Taxes, taxes, taxes. Uncle Sam, the state of California, and the Affordable Care Act will all want a major taste of your sale proceeds. The time to understand the impact is before you plant that “for sale” sign. Easy math. You can plan on approximately 40% of your gain to be consumed by taxes. Whaaaat? That’s correct. A tax professional can run the numbers for your specific situation. Sure. You can employ certain tax deferral strategies - a 1031 tax deferred exchange, a charitable remainder trust, or an installment sale - but all come with complexities which should be fully vetted.

Market realities. Small business owners that buy or lease commercial real estate are smart. They read. They listen to their customers. They’re informed. In today’s market - unrealistic owners get crushed. The halcyon days of crazy asking prices, waves of buyer interest, and feeding frenzies have vanished like La NiƱa. Sure. Deals are transacting - but, at a more normal pace.

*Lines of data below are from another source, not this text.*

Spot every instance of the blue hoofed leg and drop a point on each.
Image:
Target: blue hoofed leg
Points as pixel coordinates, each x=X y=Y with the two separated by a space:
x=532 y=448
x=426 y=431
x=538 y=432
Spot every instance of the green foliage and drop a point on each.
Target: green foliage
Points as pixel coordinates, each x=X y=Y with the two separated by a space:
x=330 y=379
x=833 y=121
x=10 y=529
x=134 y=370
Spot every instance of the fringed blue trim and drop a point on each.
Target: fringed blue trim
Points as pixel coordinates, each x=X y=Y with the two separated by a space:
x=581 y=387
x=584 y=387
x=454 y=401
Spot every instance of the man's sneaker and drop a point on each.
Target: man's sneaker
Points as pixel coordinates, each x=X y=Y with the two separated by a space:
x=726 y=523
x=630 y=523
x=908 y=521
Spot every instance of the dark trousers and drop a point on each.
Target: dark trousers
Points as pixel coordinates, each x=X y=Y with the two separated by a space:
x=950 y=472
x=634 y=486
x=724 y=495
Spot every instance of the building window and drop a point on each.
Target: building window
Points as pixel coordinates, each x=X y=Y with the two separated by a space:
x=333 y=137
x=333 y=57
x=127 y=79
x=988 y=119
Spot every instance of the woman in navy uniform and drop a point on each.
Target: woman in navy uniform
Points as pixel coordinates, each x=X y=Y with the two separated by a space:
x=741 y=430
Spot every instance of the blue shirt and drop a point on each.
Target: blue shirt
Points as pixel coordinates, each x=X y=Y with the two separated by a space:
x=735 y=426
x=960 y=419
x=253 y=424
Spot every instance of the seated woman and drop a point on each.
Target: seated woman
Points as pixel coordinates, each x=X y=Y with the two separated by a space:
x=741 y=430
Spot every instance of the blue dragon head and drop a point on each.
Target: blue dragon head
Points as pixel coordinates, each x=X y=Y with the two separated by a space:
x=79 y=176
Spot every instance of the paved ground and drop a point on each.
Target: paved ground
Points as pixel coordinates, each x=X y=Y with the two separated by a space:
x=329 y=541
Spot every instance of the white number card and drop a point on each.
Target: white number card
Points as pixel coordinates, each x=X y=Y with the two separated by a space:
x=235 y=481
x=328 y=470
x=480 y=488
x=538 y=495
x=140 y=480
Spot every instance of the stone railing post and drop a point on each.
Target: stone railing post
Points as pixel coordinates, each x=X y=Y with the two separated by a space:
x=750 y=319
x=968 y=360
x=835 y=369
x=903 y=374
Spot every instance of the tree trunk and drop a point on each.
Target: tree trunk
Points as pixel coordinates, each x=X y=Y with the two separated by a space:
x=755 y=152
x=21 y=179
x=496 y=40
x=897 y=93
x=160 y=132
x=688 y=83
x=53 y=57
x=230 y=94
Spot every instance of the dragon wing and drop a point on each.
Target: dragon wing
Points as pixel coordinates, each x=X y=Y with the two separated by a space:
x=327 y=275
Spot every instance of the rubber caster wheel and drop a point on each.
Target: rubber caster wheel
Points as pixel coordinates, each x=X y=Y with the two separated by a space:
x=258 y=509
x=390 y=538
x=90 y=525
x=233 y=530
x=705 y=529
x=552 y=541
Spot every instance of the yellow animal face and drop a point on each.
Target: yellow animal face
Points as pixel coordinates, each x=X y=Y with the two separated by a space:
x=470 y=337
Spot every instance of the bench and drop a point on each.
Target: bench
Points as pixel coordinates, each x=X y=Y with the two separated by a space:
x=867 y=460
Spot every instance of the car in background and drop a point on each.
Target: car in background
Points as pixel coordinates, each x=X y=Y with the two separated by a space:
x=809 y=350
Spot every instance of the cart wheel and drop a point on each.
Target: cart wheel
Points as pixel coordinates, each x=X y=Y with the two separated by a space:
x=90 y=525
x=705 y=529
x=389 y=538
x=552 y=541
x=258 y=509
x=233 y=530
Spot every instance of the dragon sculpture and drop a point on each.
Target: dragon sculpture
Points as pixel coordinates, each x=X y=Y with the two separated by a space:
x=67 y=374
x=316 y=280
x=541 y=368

Condition of the building. During the go-go days of 2016 and 2017 - a buyer would overlook repair necessities such as the roof, air conditioning, paving or exterior condition. Not anymore. We recommend a pre-sale inspection to identity any issues and an assigning a cost estimate. Even if you opt to wait on the fixes - you know what they will run.

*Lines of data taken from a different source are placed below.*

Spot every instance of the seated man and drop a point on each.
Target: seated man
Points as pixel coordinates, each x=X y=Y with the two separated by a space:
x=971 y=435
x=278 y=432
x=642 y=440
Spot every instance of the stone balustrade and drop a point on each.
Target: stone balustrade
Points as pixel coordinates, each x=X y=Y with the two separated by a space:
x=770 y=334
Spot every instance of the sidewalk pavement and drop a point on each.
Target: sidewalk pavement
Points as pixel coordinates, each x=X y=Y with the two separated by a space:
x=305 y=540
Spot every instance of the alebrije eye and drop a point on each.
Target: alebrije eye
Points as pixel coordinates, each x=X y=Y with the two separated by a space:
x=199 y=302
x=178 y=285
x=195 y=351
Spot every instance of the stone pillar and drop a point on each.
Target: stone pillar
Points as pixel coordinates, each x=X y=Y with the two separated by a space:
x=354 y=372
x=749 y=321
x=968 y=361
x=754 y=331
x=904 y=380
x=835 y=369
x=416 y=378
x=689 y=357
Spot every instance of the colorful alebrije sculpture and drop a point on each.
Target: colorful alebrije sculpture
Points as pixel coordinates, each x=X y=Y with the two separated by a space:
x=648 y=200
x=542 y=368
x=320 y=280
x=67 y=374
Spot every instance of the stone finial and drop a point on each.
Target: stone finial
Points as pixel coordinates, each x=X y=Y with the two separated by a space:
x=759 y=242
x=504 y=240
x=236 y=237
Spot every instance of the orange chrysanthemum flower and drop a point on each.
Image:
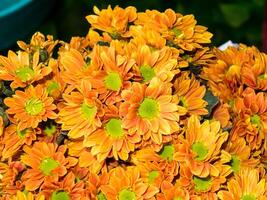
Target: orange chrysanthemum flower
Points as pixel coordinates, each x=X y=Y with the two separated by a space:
x=46 y=161
x=115 y=22
x=65 y=189
x=190 y=94
x=150 y=110
x=245 y=185
x=176 y=28
x=31 y=107
x=21 y=69
x=127 y=184
x=80 y=112
x=202 y=143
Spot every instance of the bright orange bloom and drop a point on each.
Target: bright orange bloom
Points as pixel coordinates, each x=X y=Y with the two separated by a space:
x=127 y=184
x=65 y=189
x=201 y=144
x=245 y=185
x=150 y=110
x=81 y=111
x=46 y=161
x=21 y=69
x=176 y=28
x=31 y=107
x=190 y=94
x=115 y=21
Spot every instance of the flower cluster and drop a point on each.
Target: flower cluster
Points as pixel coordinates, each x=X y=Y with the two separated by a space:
x=140 y=108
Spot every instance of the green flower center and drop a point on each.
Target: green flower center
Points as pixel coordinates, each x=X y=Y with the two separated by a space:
x=60 y=195
x=89 y=112
x=113 y=81
x=148 y=109
x=200 y=150
x=152 y=176
x=177 y=32
x=34 y=106
x=202 y=184
x=47 y=165
x=167 y=152
x=147 y=72
x=126 y=195
x=52 y=86
x=25 y=73
x=114 y=128
x=248 y=197
x=101 y=196
x=255 y=119
x=235 y=163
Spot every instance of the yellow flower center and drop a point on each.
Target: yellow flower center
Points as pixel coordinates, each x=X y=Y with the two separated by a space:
x=60 y=195
x=126 y=195
x=113 y=81
x=152 y=176
x=202 y=184
x=200 y=150
x=34 y=106
x=235 y=163
x=148 y=109
x=167 y=152
x=248 y=197
x=89 y=112
x=25 y=73
x=147 y=72
x=114 y=128
x=47 y=165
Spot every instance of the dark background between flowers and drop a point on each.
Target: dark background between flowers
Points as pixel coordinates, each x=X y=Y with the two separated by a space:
x=236 y=20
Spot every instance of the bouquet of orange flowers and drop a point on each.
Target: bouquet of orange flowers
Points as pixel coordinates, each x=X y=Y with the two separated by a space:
x=142 y=107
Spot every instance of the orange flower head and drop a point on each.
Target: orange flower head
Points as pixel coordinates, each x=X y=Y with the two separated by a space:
x=31 y=107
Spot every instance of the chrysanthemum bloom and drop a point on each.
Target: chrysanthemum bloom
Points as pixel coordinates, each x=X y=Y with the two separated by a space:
x=40 y=43
x=27 y=196
x=151 y=111
x=176 y=28
x=13 y=139
x=170 y=191
x=81 y=111
x=46 y=161
x=114 y=21
x=21 y=69
x=114 y=76
x=251 y=122
x=245 y=185
x=31 y=107
x=127 y=184
x=238 y=155
x=159 y=63
x=66 y=189
x=201 y=145
x=190 y=94
x=163 y=160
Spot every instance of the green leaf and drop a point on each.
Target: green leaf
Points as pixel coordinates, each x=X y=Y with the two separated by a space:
x=235 y=14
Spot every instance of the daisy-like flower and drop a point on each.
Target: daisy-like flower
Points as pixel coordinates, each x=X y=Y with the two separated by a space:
x=21 y=69
x=64 y=190
x=113 y=139
x=113 y=21
x=190 y=94
x=246 y=185
x=46 y=161
x=150 y=110
x=201 y=145
x=31 y=107
x=127 y=184
x=252 y=118
x=176 y=28
x=81 y=110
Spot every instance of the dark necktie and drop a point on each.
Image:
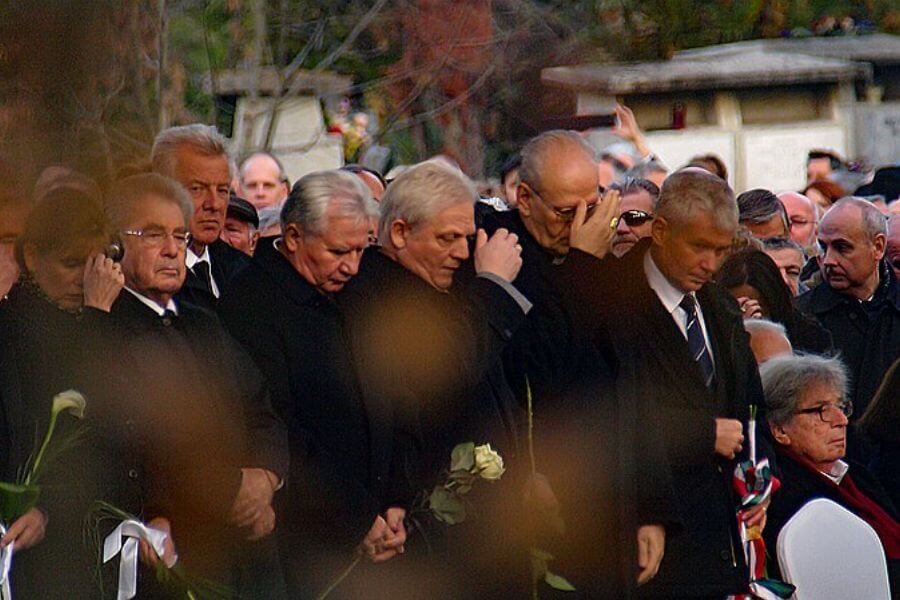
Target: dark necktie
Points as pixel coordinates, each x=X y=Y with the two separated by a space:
x=696 y=341
x=201 y=270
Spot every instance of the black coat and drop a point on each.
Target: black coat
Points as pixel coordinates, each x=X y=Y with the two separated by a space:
x=45 y=351
x=799 y=485
x=435 y=359
x=586 y=441
x=340 y=442
x=868 y=342
x=226 y=263
x=205 y=412
x=613 y=299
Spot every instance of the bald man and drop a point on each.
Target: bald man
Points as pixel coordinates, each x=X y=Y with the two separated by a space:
x=859 y=299
x=802 y=216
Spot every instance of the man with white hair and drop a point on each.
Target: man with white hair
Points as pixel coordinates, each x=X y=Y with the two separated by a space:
x=859 y=300
x=196 y=157
x=282 y=310
x=429 y=349
x=265 y=185
x=767 y=339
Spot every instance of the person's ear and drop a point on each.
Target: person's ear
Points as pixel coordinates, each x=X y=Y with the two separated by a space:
x=399 y=233
x=781 y=436
x=292 y=237
x=524 y=197
x=880 y=245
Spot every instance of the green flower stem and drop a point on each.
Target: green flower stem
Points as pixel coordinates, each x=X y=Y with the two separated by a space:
x=340 y=579
x=32 y=472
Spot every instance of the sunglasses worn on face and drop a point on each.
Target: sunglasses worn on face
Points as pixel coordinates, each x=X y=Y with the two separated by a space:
x=635 y=218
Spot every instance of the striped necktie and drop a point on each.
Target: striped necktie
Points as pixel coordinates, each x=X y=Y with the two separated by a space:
x=696 y=341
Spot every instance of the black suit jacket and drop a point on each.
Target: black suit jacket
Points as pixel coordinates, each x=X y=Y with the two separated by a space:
x=340 y=442
x=613 y=299
x=225 y=264
x=204 y=410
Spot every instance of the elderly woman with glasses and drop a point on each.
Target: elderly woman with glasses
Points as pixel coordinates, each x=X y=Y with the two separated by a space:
x=808 y=417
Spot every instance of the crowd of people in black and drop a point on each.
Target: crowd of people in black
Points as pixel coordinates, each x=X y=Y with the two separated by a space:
x=276 y=376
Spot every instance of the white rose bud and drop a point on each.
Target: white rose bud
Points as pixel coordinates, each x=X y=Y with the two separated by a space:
x=489 y=463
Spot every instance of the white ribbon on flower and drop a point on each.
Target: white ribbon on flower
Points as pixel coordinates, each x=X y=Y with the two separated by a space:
x=132 y=531
x=5 y=566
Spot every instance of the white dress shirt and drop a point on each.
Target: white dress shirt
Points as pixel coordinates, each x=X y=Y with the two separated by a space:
x=671 y=297
x=191 y=259
x=160 y=310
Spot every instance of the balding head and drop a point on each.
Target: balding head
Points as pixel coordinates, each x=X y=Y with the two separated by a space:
x=558 y=171
x=852 y=239
x=893 y=244
x=803 y=217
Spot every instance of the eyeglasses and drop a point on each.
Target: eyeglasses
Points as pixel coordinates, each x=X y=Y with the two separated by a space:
x=828 y=412
x=567 y=215
x=635 y=218
x=155 y=238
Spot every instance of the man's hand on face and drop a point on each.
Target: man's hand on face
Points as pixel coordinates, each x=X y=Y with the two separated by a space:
x=148 y=554
x=729 y=437
x=103 y=280
x=26 y=531
x=593 y=234
x=651 y=547
x=500 y=255
x=252 y=506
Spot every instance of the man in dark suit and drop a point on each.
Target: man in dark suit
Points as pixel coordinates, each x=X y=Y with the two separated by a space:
x=217 y=451
x=282 y=310
x=680 y=346
x=196 y=157
x=431 y=351
x=584 y=439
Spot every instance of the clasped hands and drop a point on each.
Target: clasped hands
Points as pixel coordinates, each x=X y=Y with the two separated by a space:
x=387 y=536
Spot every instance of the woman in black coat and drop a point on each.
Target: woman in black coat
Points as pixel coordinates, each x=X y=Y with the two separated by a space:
x=65 y=286
x=880 y=425
x=752 y=274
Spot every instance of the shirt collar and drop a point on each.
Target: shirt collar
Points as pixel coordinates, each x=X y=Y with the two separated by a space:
x=838 y=471
x=669 y=295
x=160 y=310
x=191 y=259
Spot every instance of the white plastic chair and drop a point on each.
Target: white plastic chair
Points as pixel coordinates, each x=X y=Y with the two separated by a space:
x=831 y=554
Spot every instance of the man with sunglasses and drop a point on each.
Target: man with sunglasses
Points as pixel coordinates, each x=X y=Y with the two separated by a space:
x=579 y=433
x=808 y=416
x=637 y=203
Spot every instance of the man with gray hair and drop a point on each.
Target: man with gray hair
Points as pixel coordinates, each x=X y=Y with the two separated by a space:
x=282 y=309
x=808 y=417
x=429 y=348
x=859 y=299
x=196 y=157
x=215 y=452
x=681 y=354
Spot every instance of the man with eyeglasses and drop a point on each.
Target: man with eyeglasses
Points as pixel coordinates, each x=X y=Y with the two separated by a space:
x=579 y=433
x=637 y=204
x=215 y=452
x=196 y=157
x=808 y=417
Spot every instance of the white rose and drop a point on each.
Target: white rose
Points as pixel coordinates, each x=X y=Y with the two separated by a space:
x=489 y=463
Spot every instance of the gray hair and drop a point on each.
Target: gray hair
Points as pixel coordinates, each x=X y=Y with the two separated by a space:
x=130 y=192
x=873 y=221
x=691 y=190
x=635 y=185
x=535 y=152
x=204 y=138
x=314 y=194
x=760 y=206
x=422 y=192
x=786 y=378
x=282 y=174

Limited availabilities. The weird thing is demand still exceeds supply - there are fewer buildings on the market than buyers. What’s changed since last year? Buyers are proceeding more cautiously, offers well below asking prices are the norm, and market times have increased.

Complete information. Access to scaled drawings, an office layout, a building inspection highlighting the condition and needed repairs, a current title report, copies of leases, expenses, maintenance contracts, and utility bills - all can hasten the timing of a transaction. Buyers will ask. Have them ready.